Raymond, estupefacto, murmuró: «¡Ah: no faltaba más!…» Tuvo una sospecha que, apenas nacida, se borró, o más bien se adormeció. Tampoco él podía introducir el amor en la imagen que se hacía de ese padre, exasperante, por cierto, siempre entre cielo y tierra, siempre idéntico a como apareciera ante los ojos del joven: sin pasiones, sin pecado, inaccesible al mal, incorruptible, por encima de todos los otros hombres. Lo oyó jadear en las tinieblas. El doctor, entonces, hizo un esfuerzo sobrehumano, y repitió, en un tono casi alegre, como bromeando:

—¡Sí, mentiroso! Guasón: quieres quitarme mis ilusiones…
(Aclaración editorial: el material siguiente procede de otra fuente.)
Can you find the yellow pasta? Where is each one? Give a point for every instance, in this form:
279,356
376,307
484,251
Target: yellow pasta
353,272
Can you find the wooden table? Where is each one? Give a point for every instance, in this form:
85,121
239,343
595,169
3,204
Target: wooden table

Y como Raymond callase, agregó:

—Vamos: cuenta.

—No sé nada.

—Dijiste hace un momento: sé lo que sé.

Contestó que hablaba en el aire, con el tono de un hombre resuelto a guardar silencio. El doctor no volvió a insistir. No había forma de que ese hijo lo comprendiera, tan próximo a él sin embargo, apoyado contra él todavía; sentía su calor, su olor de animal joven.

—Me quedo… ¿No quieres sentarte un rato, Raymond? Por fin corre aire.

Aseguró que prefería dormir. Por algunos instantes siguió sintiendo los golpes que con el pie el adolescente daba a una piña de pino, y luego quedó solo bajo las espesas hojas colgantes, atento al grito ardoroso y triste que lanzaba hacia el cielo la pradera. Levantarse le significó un gran esfuerzo. La luz alumbraba aún en su despacho: «Lucie debe creer que estoy trabajando. ¡Cuánto tiempo perdido! Tenía cincuenta y dos años; no: cincuenta y tres. ¿Qué chismes podía ese Papillon haber…?» Paseó sus dos manos contra un castaño, en el cual, recordaba, Raymond y Madeleine habían grabado sus iniciales. Y repentinamente, después de rodearlo con sus brazos, puso contra la corteza lisa su mejilla y cerró los ojos; por fin se enderezó, y después de haber sacudido sus mangas y arreglado a tientas su corbata, marchó a la casa.

En la avenida de las viñas, Raymond seguía jugando a golpear con el pie una piña de pino, las manos en sus bolsillos, mascullando: «¡Qué ingenuidad!, ¡estas cosas ya no se ven!» ¡Ah!, él sí que estaría a la altura, no dejaría que le contaran cuentos. No pensaba en prolongar su dicha hasta los confines de esa pesada noche. Ni todas las estrellas, ni el olor de las acacias le hubiesen servido de nada. La noche de verano golpeaba en vano a ese macho joven, bien armado, seguro en ese momento de sus fuerzas, de su cuerpo, indiferente a todo lo que el cuerpo no pudiera poseer.